Ketua Umum Pengurus Pusat Tunas Indonesia Raya (PP TIDAR), Rahayu Saraswati Djojohadikusumo, menyampaikan bahwa narasi Indonesia Gelap disuarakan oleh kelompok-kelompok yang tidak senang dengan pemerintahan saat ini. Ia mengajak pemuda Indonesia untuk tetap berpikir kritis dan tidak mudah terpengaruh oleh narasi pesimistis yang bisa menggerus semangat kebangsaan. Kebijakan pemerintah, menurutnya, telah melalui proses panjang dan masukan para ahli. Dalam jangka panjang, langkah-langkah strategis ini diyakini akan membawa Indonesia menuju visi besar Indonesia Emas 2045. Oleh karena itu, generasi muda perlu tetap memberikan kontribusi positif sesuai bidang masing-masing, bukan justru terseret dalam permainan politik pihak tertentu.

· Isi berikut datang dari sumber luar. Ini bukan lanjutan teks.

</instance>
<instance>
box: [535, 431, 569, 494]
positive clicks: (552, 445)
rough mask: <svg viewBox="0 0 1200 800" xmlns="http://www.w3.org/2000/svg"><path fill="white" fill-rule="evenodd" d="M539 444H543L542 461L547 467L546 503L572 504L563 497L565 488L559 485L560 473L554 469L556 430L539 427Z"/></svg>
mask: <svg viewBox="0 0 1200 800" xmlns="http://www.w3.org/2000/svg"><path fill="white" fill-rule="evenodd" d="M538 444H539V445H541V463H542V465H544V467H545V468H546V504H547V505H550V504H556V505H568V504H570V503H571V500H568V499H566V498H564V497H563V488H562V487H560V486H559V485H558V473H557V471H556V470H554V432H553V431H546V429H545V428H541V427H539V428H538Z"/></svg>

Di tengah meningkatnya tensi sosial akibat agitasi gerakan semacam ini, peran media, akademisi, dan tokoh masyarakat menjadi sangat penting. Mereka harus menjadi garda depan dalam menjaga netralitas ruang publik, memverifikasi informasi, dan memberikan edukasi politik kepada masyarakat luas. Tanpa keterlibatan aktif dari kelompok penyeimbang ini, ruang diskusi publik akan mudah dikuasai oleh kelompok dengan agenda tersembunyi.

Gerakan sosial memang sah dan perlu sebagai mekanisme koreksi terhadap kebijakan publik. Namun, gerakan tersebut harus menjaga kemurniannya dari infiltrasi ambisi politik yang manipulatif. Hanya dengan komitmen terhadap transparansi, etika, dan literasi politik, maka gerakan semacam Indonesia Gelap dapat berkontribusi bagi kemajuan bangsa, bukan sebaliknya menjadi alat penghancur kepercayaan publik terhadap demokrasi.

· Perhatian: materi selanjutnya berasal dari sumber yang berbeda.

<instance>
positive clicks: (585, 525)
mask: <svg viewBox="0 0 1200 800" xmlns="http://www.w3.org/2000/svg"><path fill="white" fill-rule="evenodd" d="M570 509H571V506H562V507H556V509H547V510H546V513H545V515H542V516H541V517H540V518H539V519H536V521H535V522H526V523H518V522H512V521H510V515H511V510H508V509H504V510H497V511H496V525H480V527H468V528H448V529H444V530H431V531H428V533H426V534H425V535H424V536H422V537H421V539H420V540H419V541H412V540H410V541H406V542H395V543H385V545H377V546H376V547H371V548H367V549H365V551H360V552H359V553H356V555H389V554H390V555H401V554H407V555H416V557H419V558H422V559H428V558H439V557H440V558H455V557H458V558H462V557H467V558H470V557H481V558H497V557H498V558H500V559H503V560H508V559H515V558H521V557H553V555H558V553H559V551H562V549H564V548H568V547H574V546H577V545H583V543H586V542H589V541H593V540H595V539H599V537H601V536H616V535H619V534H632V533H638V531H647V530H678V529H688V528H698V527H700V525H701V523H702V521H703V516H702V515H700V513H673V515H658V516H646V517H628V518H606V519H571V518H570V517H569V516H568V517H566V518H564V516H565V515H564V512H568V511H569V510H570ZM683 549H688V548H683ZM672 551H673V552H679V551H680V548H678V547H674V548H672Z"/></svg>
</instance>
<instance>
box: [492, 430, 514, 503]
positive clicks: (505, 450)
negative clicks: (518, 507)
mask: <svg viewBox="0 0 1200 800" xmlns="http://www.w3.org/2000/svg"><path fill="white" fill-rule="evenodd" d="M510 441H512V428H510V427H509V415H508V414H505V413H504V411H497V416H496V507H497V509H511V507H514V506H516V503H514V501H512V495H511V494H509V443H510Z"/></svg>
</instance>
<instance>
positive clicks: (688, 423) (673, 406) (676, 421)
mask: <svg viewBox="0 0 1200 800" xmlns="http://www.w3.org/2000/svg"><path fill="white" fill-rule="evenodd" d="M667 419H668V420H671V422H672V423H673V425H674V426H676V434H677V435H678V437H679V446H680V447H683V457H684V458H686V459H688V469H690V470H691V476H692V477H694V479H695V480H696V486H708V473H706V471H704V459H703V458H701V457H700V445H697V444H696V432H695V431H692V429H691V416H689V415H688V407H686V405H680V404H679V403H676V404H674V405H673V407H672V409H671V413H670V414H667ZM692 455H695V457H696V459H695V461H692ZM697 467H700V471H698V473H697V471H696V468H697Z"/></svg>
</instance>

Oleh karena itu, masyarakat harus cermat dan tidak terjebak dalam euforia protes yang tidak jelas arahnya. Apresiasi terhadap semangat perubahan tetap penting, tetapi kewaspadaan terhadap potensi penunggangan politik jauh lebih mendesak. Indonesia membutuhkan gerakan rakyat yang murni, bukan gerakan yang dikendalikan oleh elite politik untuk kepentingan sesaat.

Dengan tetap menjunjung nilai demokrasi yang sehat, masyarakat dapat menyuarakan aspirasi tanpa harus terjebak dalam permainan narasi yang menyesatkan. Melalui sikap kritis dan tanggung jawab kolektif, setiap aksi sosial dapat diarahkan menjadi kekuatan transformasi yang sesungguhnya, bukan sekadar gema politik yang penuh kepentingan.